比赛页面:https://www.kaggle.com/c/house-prices-advanced-regression-techniques
这个比赛总的情况就是给你79个特征然后根据这些预测房价 (SalePrice),这其中既有离散型也有连续性特征,而且存在大量的缺失值。不过好在比赛方提供了data_description.txt这个文件,里面对各个特征的含义进行了描述,理解了其中内容后对于大部分缺失值就都能顺利插补了。

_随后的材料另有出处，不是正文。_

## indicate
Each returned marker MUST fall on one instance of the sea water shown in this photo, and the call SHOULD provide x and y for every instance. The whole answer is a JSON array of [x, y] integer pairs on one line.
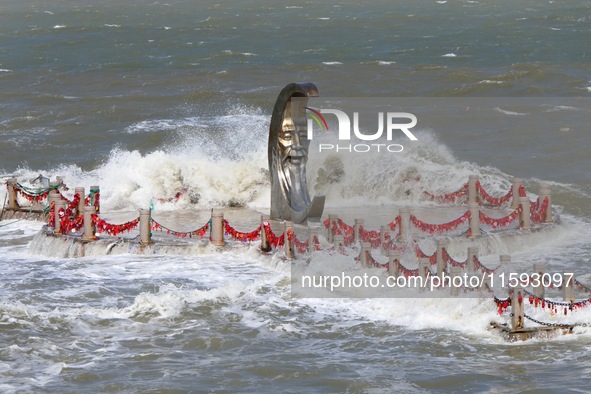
[[148, 99]]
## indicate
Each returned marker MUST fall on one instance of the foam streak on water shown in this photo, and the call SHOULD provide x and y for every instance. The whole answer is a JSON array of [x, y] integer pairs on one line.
[[150, 100]]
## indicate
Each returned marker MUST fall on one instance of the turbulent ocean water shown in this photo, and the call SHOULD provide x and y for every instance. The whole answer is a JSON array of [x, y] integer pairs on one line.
[[147, 99]]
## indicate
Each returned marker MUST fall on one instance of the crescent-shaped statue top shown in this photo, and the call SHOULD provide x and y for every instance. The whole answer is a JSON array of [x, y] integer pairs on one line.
[[288, 156]]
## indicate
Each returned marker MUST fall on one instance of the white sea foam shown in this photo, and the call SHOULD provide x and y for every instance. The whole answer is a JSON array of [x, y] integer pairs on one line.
[[507, 112]]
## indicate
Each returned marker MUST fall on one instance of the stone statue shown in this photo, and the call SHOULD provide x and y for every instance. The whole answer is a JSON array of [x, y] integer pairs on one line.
[[288, 155]]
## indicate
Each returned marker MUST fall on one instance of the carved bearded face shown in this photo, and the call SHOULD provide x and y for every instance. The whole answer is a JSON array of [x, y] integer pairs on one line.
[[292, 157]]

参加比赛首先要做的事是了解其评价指标,如果一开始就搞错了到最后可能就白费功夫了-。- House Prices的评估指标是均方根误差 (RMSE),这是常见的用于回归问题的指标 :
我目前的得分是0.11421
对我的分数提升最大的主要有两块:
将在下文中一一说明。
由于原始特征较多,这里只选择建造年份 (YearBuilt) 来进行可视化:
plt.figure(figsize=(15,8))
sns.boxplot(train.YearBuilt, train.SalePrice)
一般认为新房子比较贵,老房子比较便宜,从图上看大致也是这个趋势,由于建造年份 (YearBuilt) 这个特征存在较多的取值 (从1872年到2010年),直接one hot encoding会造成过于稀疏的数据,因此在特征工程中会将其进行数字化编码 (LabelEncoder) 。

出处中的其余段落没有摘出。